Figure 7: Training and Testing Accuracy for ANN model.

Table 2:Comparative analysis for Heart Disease Prediction between the model’s performance

have little overfitting, as shown by the tight agreement between the training and validation accuracies, which implies it does a good job of generalising to new data. Despite these fluctuations, the model achieves a reasonably high accuracy, showcasing its effectiveness in addressing the research objectives.

The ROC curve illustrates the model’s classification performance, with an AUC of 0.893, indicating strong predictive capability. The curve’s steep rise towards the top-left corner reflects high sensitivity at low false positive rates, while its gradual levelling demonstrates robust performance across various thresholds. This excellent AUC result is in line with the research goals since it shows that the model can successfully differentiate between positive and negative classes. The results highlight the model’s reliability for the classification task, suggesting its suitability for real-world applications.

The evaluation of model performance, as shown in (Table II), reveals that ANN demonstrated the highest effectiveness with an accuracy86%, precision86%, recall84%, and an F1-score83, making it the most reliable model for heart disease prediction. DT followed closely with balanced metrics, including an accuracy of 77.5%, precision of 77.4%, recall of 83%, and an F1-score of 80.1, indicating consistent performance. SVM achieved a comparable accuracy of 78.1% but struggled with a low recall of 42.3%, resulting in the absence of an F1-score due to its limited ability to identify positive cases effectively. RF, on the other hand, exhibited the lowest performance with an accuracy67%, precision64%, recall63%, and an F1-score66, suggesting significant limitations in its predictive capability. Overall, ANN stands out as the most effective model, excelling across all key performance metrics.
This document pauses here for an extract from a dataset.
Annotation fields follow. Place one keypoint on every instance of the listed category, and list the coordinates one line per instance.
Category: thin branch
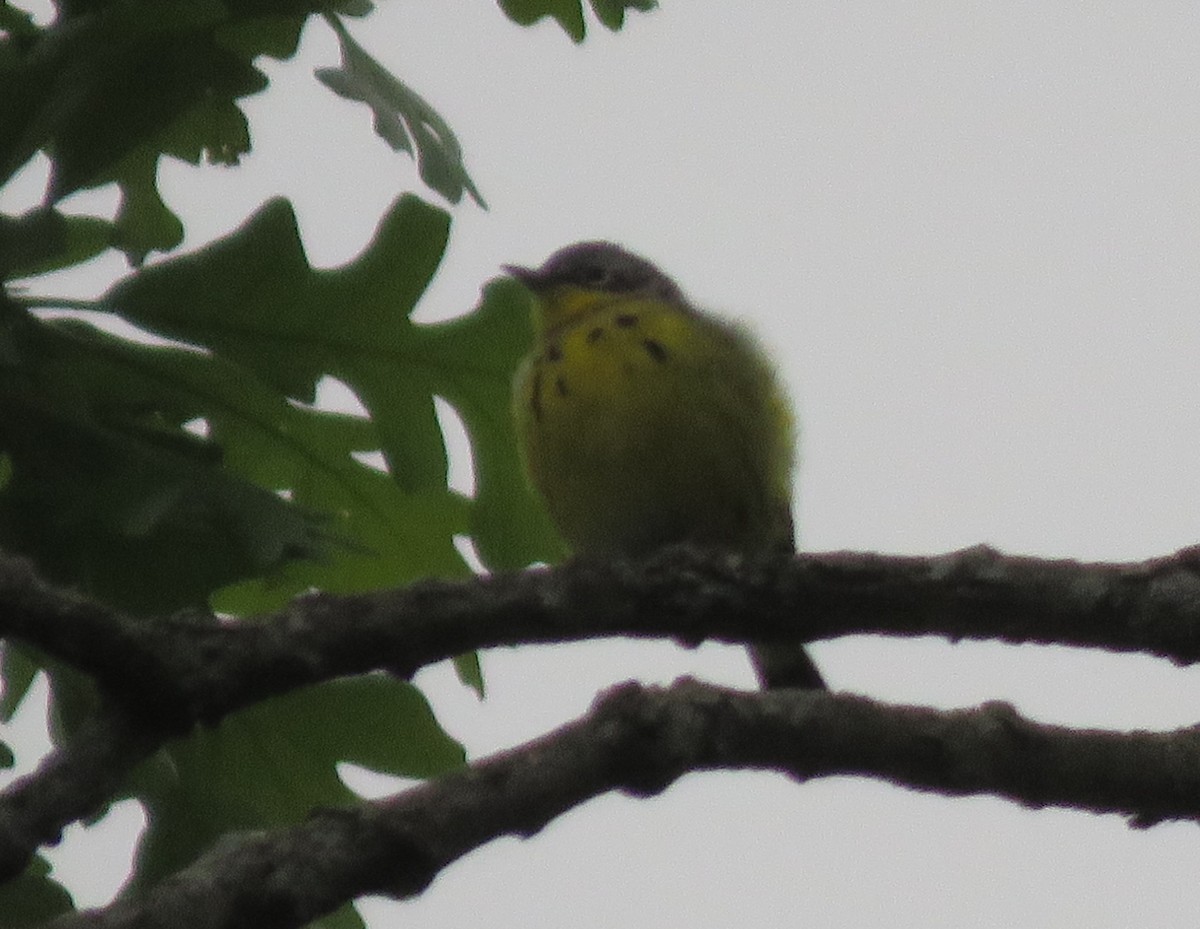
(165, 676)
(199, 669)
(640, 741)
Conclusion and Future Scope

The heart and the arteries that supply blood to it are susceptible to a broad variety of conditions that are grouped together as heart disease. To put it simply, ML algorithms construct models by discovering latent patterns in the submitted dataset. This study employed a variety of datasets, including the Cleveland Heart Disease Dataset, to examine multiple ML approaches to cardiac disease prediction. The primary objective was to assess the efficacy of various classification models, including DT, SVM, RF, and ANN. With an accuracy of 86%, precision of 86%, recall of 84%, and F1- score of 83%, the results show that the ANN model performs better than other methods. This highlights the robustness and reliability of ANN in predicting heart disease, making it a promising tool for early diagnosis in the healthcare sector. To improve an efficiency of ML models, the research also highlighted the significance of preprocessing, which comprises cleaning the data, removing outliers, and selecting features. Accuracy, precision, recall, and F1-score were the metrics used to assess the models, providing a holistic view of how well they performed in practical clinical settings. Improved prediction of cardiac disease may be possible in the future with an employ of modern DL models coupled with real-time monitoring devices.